Home > front end >  INNER JOIN with aggregate functions in my SELECT
INNER JOIN with aggregate functions in my SELECT

Time:11-25

I'm trying to join a new column to my current query that uses aggregate functions. I create this column with a new query that also uses an aggregate function from a different table but I'm not sure if a JOIN will work for me since I need to join it to its respective row.

TABLE A (employees that are enrolled or were enrolled in a project)

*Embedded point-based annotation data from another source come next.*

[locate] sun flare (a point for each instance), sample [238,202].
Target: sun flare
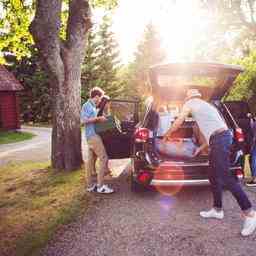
[181,25]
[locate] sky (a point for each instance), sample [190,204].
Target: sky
[180,25]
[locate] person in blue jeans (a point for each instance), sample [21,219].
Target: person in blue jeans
[252,156]
[219,140]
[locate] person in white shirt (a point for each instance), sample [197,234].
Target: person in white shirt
[219,139]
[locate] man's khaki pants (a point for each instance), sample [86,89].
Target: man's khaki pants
[96,150]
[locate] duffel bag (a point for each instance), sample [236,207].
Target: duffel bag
[182,148]
[111,126]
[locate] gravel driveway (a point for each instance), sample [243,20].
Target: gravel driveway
[153,223]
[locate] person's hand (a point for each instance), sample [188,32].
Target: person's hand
[101,119]
[197,152]
[166,137]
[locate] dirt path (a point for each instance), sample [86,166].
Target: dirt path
[36,149]
[154,223]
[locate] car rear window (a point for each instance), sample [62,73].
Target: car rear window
[239,109]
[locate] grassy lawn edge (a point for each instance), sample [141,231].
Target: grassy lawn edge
[35,202]
[14,136]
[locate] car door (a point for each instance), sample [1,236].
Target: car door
[240,111]
[118,145]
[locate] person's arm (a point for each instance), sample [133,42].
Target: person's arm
[97,119]
[178,122]
[87,118]
[200,149]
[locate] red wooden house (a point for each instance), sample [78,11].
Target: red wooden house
[9,104]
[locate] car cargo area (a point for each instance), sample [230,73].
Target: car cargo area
[183,142]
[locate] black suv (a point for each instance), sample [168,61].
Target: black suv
[169,85]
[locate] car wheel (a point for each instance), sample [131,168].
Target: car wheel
[136,187]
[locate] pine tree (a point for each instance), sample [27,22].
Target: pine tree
[149,52]
[101,63]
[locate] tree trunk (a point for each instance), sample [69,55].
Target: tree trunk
[63,59]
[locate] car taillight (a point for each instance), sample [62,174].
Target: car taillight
[144,177]
[141,135]
[239,135]
[239,174]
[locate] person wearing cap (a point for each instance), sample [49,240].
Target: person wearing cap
[252,155]
[96,147]
[219,139]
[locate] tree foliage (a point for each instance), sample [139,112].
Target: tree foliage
[245,85]
[148,53]
[14,23]
[101,62]
[35,99]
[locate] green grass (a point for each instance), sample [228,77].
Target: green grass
[35,201]
[11,137]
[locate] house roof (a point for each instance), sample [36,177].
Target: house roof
[8,82]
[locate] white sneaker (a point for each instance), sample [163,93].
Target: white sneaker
[213,213]
[105,189]
[249,226]
[92,188]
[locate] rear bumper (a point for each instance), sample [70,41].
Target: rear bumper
[202,182]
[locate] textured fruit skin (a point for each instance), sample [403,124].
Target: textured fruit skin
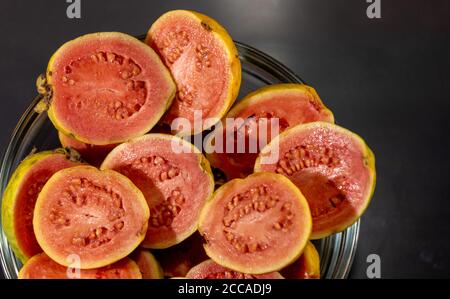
[58,120]
[307,266]
[367,157]
[284,110]
[115,159]
[41,266]
[232,57]
[209,267]
[93,154]
[147,263]
[263,266]
[11,195]
[87,258]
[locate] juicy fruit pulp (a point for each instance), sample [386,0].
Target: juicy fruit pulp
[98,215]
[20,197]
[211,270]
[93,154]
[204,63]
[148,265]
[256,225]
[43,267]
[106,88]
[176,185]
[307,266]
[333,168]
[277,101]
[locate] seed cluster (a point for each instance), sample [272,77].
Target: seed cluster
[174,45]
[254,200]
[202,55]
[81,192]
[186,94]
[164,213]
[127,70]
[305,156]
[167,171]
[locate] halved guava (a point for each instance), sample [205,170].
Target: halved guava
[21,194]
[104,88]
[93,154]
[101,216]
[175,178]
[148,265]
[41,266]
[177,260]
[291,104]
[256,225]
[204,63]
[307,266]
[333,167]
[211,270]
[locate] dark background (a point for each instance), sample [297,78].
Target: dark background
[386,79]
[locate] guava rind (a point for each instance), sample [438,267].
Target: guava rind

ID DEPARTMENT ENROLLED PROJECT
1 MARKETING Yes ARQ
2 MARKETING Yes TC
3 MARKETING No ARQ
4 MARKETING No TC
5 FINANCE Yes ARQ
6 FINANCE Yes TC
7 FINANCE No ARQ
8 FINANCE Yes TC

This table has more departments and more projects, but I simplified.

TABLE B (relation with departments and employees)

ID DEPARTMENT TOTAL_EMPLOYEES
1 MARKETING 2
2 MARKETING 3
3 FINANCE 4
4 FINANCE 8

In my first query I was asked to achieve the following result - using only table A:

             (employees enrolled)               (employees not enrolled)     
DEPARTMENT ARQ_E TC_E TOTAL_ENROLLED ARQ_N TC_N TOTAL_NOT_ENROLLED TOTAL
MARKETING 1 1 2 1 1 2 4
FINANCE 1 1 2 1 1 2 4

Using the following query:

SELECT  tableA.department, 
        sum(case when enrolled = 'Yes' and tableA.project = 'ARQ' then 1 else 0 end) as ARQ_E,
        sum(case when enrolled = 'Yes' and tableA.project = 'TC' then 1 else 0 end) as TC_E,
        sum(case when enrolled = 'Yes' then 1 else 0 end) as TOTAL_ENROLLED,
        sum(case when enrolled != 'Yes' and tableA.project = 'ARQ' then 1 else 0 end) as ARQ_N,
        sum(case when enrolled != 'Yes' and tableA.project = 'TC' then 1 else 0 end) as TC_N,
        sum(case when enrolled != 'Yes' then 1 else 0 end) as TOTAL_NOT_ENROLLED,
        count (*) AS Total               
FROM    tableA
GROUP BY tableA.department;

My second query gets departments and their total employees from table B:

DEPARTMENT TOTAL_EMPLOYEES
MARKETING 5
FINANCE 12

Using the following query:

SELECT  tableB.department,
        sum(tableB.total_employees) AS TOTAL_EMPLOYEES
FROM tableB
GROUP BY tableB.department;

I need to add the column TOTAL_EMPLOYEES to my first query, next to TOTAL will be TOTAL_EMPLOYEES. But it has to be placed with its respective department row. I need this to compare this 2 columns and see how many employees were not assigned to any project.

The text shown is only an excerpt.